Cause, when we calculate the voltage  across an inductor we include two components, one is due to self induction, $-L \frac{di}{dt}$ and the other due  to mutual $M \frac{di}{dt}$. Are $L_p$ and  $L_s$ only due  to leakage  flux or they generally represent self inductances of both the coils? If yes, what about the rest of the  flux, won't  that induce  emf?
3) In the book I'm following,  

In an ideal transformer, assuming there's no leakage of flux, the
  induced emf in the primary coil will be given by $$e_1 = \dfrac{d\lambda_1}{dt} = N_1\dfrac{d\phi}{dt}$$ and for an ideal
  transformer $$v_1=e_1$$and thus $e_1$ and therefore $\phi_1$ must be
  sinusoidal of frequency $f$ Hz, the same as that of the voltage
  source. So, $$\phi = \phi_{max} \sin\omega t \implies
 e_1=N_1\dfrac{d\phi}{dt}=N_1\omega\phi_{max} \cos\omega t$$ Therefore,
  induced emf leads the flux by $90^\circ$

How can the induced emf leads the flux by $90^\circ$? An induced emf is created only when there's a change in the flux, which is produced only when there's a current flow, which means the flux has to be produced first to create an induced emf.

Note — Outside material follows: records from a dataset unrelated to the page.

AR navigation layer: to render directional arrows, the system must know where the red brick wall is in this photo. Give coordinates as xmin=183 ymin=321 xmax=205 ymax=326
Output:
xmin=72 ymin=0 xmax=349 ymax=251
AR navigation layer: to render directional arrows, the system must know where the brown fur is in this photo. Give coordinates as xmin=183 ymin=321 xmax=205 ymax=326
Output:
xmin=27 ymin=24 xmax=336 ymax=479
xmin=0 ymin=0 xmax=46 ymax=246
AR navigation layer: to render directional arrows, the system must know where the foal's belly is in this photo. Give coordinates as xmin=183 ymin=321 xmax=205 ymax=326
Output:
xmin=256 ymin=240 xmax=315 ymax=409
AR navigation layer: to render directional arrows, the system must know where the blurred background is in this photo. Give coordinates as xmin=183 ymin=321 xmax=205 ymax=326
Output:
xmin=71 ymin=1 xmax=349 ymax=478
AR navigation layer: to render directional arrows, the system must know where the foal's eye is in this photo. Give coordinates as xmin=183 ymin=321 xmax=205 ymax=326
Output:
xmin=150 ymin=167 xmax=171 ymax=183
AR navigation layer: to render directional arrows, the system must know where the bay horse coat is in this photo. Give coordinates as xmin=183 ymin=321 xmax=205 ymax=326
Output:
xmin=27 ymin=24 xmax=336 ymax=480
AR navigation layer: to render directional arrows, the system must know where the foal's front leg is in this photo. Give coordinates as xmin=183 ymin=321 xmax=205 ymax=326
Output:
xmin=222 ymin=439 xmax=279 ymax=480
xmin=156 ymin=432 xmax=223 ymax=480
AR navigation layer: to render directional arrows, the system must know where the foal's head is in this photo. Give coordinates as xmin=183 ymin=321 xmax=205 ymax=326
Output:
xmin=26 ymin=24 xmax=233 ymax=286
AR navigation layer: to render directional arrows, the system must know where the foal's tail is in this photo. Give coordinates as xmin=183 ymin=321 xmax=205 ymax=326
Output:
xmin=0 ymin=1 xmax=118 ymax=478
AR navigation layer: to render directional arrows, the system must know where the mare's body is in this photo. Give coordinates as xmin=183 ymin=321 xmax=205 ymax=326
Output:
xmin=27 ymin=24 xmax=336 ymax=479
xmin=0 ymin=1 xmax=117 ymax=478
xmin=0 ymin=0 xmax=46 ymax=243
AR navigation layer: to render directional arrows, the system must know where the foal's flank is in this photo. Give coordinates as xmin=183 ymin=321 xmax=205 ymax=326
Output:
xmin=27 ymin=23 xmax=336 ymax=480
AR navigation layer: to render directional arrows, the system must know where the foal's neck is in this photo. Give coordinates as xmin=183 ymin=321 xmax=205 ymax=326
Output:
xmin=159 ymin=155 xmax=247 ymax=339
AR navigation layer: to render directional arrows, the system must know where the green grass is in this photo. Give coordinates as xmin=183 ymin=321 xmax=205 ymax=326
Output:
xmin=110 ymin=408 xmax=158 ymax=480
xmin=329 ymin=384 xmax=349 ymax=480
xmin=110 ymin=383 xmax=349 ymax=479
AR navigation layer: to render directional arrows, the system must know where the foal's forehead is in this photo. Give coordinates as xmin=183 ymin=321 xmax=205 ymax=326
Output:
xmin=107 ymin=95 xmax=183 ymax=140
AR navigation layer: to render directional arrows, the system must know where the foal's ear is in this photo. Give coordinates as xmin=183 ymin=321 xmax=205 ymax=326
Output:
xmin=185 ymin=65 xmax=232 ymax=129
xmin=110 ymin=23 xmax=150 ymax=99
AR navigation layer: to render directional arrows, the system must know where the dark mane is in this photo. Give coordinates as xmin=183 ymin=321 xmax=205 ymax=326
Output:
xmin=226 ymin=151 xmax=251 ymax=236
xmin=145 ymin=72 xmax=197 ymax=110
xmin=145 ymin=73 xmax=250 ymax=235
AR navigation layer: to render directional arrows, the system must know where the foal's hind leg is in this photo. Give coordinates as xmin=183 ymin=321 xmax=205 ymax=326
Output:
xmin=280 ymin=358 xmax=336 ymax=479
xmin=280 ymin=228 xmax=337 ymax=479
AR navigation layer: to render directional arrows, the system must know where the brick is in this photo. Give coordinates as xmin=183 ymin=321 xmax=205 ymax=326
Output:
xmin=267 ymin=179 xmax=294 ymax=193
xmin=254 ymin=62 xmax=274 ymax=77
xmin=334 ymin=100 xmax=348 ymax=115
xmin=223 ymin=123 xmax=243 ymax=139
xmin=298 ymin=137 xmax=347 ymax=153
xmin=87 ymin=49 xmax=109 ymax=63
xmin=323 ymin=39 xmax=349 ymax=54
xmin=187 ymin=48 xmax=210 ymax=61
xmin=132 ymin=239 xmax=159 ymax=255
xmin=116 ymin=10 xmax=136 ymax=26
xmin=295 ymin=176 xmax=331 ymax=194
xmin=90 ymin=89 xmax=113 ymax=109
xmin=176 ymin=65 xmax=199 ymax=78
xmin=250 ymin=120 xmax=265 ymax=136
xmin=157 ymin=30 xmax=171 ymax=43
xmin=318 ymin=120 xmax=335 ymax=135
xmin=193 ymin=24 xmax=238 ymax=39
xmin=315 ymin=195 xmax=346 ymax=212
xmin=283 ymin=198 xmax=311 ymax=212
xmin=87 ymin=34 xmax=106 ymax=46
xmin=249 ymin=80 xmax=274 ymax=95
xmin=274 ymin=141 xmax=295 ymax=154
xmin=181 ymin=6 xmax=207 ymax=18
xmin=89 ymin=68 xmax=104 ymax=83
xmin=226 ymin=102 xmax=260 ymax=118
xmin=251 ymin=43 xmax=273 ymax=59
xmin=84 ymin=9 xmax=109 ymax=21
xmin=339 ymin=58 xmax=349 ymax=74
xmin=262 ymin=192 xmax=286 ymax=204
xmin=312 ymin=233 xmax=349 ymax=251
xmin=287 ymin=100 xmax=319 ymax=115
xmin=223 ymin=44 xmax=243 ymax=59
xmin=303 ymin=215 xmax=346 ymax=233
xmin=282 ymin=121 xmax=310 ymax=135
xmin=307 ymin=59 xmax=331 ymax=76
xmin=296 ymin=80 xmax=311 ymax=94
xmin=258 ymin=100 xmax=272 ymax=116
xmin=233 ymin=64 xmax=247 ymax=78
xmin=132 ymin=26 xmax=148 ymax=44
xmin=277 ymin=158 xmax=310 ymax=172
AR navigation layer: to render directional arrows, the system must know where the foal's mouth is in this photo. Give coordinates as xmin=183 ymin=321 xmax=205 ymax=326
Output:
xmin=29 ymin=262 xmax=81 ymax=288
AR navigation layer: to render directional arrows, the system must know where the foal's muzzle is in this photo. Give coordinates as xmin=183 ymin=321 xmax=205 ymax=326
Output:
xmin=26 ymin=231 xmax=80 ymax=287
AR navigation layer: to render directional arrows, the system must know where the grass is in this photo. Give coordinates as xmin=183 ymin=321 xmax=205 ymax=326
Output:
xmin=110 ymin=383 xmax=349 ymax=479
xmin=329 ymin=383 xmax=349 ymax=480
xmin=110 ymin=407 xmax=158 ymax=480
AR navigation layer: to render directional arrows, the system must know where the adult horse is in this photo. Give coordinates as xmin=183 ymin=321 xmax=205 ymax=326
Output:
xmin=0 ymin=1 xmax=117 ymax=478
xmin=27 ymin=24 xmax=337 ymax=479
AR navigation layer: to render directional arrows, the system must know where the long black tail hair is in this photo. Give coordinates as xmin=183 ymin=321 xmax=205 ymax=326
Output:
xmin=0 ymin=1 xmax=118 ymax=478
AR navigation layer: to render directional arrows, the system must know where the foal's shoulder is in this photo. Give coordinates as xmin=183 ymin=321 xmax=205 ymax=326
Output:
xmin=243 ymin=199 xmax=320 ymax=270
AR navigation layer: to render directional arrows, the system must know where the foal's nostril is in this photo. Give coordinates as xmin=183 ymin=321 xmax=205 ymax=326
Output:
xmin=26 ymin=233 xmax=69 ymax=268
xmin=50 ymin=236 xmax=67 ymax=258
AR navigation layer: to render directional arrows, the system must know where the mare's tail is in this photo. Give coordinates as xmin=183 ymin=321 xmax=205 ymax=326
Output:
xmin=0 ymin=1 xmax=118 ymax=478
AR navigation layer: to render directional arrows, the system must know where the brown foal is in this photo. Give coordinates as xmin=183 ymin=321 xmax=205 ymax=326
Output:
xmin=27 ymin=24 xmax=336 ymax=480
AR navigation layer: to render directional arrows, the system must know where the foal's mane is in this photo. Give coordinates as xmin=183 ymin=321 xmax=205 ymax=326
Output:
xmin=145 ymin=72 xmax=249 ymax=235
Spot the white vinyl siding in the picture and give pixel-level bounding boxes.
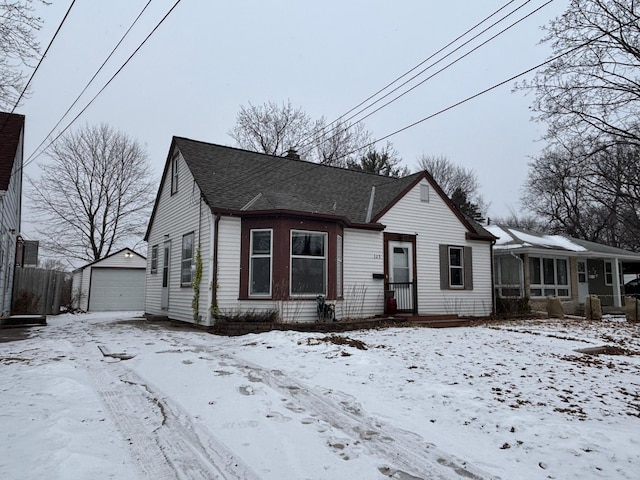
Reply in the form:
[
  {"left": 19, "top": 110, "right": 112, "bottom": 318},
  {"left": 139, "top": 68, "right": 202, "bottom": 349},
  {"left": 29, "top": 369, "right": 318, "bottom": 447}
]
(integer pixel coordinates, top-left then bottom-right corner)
[
  {"left": 0, "top": 125, "right": 23, "bottom": 316},
  {"left": 144, "top": 150, "right": 211, "bottom": 324},
  {"left": 216, "top": 216, "right": 242, "bottom": 310},
  {"left": 341, "top": 228, "right": 384, "bottom": 320},
  {"left": 378, "top": 179, "right": 492, "bottom": 316}
]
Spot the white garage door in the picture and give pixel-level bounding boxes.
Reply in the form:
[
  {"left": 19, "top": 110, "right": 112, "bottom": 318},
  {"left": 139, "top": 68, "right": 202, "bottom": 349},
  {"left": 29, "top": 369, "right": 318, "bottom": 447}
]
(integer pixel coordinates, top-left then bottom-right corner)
[{"left": 89, "top": 268, "right": 145, "bottom": 311}]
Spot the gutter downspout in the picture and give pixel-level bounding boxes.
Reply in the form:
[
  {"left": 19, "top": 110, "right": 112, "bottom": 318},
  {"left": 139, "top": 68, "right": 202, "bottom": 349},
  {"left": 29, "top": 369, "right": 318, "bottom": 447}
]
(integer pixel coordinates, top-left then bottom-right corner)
[{"left": 207, "top": 213, "right": 220, "bottom": 325}]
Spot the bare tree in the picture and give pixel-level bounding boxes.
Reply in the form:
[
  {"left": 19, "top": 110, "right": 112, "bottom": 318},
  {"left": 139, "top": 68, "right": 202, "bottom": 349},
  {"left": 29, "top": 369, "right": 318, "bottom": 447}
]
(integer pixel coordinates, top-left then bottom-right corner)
[
  {"left": 228, "top": 100, "right": 318, "bottom": 158},
  {"left": 491, "top": 208, "right": 547, "bottom": 233},
  {"left": 28, "top": 124, "right": 155, "bottom": 263},
  {"left": 39, "top": 257, "right": 68, "bottom": 272},
  {"left": 347, "top": 142, "right": 410, "bottom": 177},
  {"left": 418, "top": 154, "right": 487, "bottom": 218},
  {"left": 519, "top": 0, "right": 640, "bottom": 151},
  {"left": 228, "top": 100, "right": 375, "bottom": 166},
  {"left": 522, "top": 141, "right": 640, "bottom": 250},
  {"left": 312, "top": 118, "right": 373, "bottom": 167},
  {"left": 0, "top": 0, "right": 45, "bottom": 109}
]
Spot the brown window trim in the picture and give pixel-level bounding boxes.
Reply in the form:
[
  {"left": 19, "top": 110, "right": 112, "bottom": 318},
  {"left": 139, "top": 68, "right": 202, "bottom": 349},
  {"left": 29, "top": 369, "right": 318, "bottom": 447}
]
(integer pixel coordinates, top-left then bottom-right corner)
[{"left": 239, "top": 215, "right": 342, "bottom": 301}]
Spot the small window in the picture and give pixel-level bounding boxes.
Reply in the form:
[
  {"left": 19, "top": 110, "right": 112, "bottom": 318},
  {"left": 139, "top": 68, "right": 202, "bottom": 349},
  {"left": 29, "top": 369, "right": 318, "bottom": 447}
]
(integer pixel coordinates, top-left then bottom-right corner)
[
  {"left": 605, "top": 261, "right": 613, "bottom": 286},
  {"left": 181, "top": 232, "right": 194, "bottom": 286},
  {"left": 449, "top": 246, "right": 464, "bottom": 288},
  {"left": 250, "top": 230, "right": 272, "bottom": 296},
  {"left": 150, "top": 245, "right": 158, "bottom": 274},
  {"left": 171, "top": 153, "right": 179, "bottom": 195},
  {"left": 420, "top": 184, "right": 429, "bottom": 202},
  {"left": 290, "top": 230, "right": 327, "bottom": 295}
]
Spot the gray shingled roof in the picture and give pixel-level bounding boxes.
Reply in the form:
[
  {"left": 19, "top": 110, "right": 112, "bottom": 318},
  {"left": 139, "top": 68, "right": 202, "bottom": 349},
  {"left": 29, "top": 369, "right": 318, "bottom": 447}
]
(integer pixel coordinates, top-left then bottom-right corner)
[
  {"left": 176, "top": 137, "right": 420, "bottom": 224},
  {"left": 144, "top": 137, "right": 494, "bottom": 241}
]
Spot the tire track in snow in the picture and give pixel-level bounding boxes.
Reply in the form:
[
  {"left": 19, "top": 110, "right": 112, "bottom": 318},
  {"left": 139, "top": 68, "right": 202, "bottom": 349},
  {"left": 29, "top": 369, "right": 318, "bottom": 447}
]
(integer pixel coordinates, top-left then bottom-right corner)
[
  {"left": 227, "top": 355, "right": 499, "bottom": 480},
  {"left": 89, "top": 361, "right": 261, "bottom": 480},
  {"left": 52, "top": 321, "right": 261, "bottom": 480}
]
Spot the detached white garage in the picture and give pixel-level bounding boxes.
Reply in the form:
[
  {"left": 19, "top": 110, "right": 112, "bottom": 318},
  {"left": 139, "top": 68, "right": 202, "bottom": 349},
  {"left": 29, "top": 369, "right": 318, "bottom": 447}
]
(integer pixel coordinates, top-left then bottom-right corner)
[{"left": 71, "top": 248, "right": 146, "bottom": 312}]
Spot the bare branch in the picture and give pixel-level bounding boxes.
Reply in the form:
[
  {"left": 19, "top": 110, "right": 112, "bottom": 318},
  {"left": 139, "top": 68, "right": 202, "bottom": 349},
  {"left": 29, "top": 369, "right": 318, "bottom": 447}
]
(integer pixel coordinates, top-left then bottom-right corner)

 A: I will explain to you why the induced emf leads the flux by 90 degree.
Imagine we have ac source connected to RC circuit.the voltage across the capacitor lags the currenrt by 90 degree.this means that at time t=0 the voltage is zero and the current is a maximum.does this mean that before i close the switch there is a current in  the circuit(i expect you to think that way according to your question) ?
No that does not happen.the solutions you are using in soving your circuits are called the steady state solutions and there is a transient phenomenon that occur when you close the switch of your circuit and this phenomenon dies out and you get the steady state solution.
I think your problem is that you have not studied yet the transient phase of ac circuits.
A: The current always lags the voltage in an (pure) inductor. When you put an R in series, if the R is large, then the actual current that flows is dominated by the resistance (the inductance has little effect). In that case, the current and voltage at the terminals of the series R-L circuit are nearly in phase.
It may be easier to consider the V as a function of the current: The vector sum of the voltage across the R and the L add to the applied voltage. If the R >> the inductance, then you can see that the voltage across the inductor will be small, so it won't significantly affect the combined voltage vector. However, the voltage across the inductor (itself) if 90 º leading from the total system current.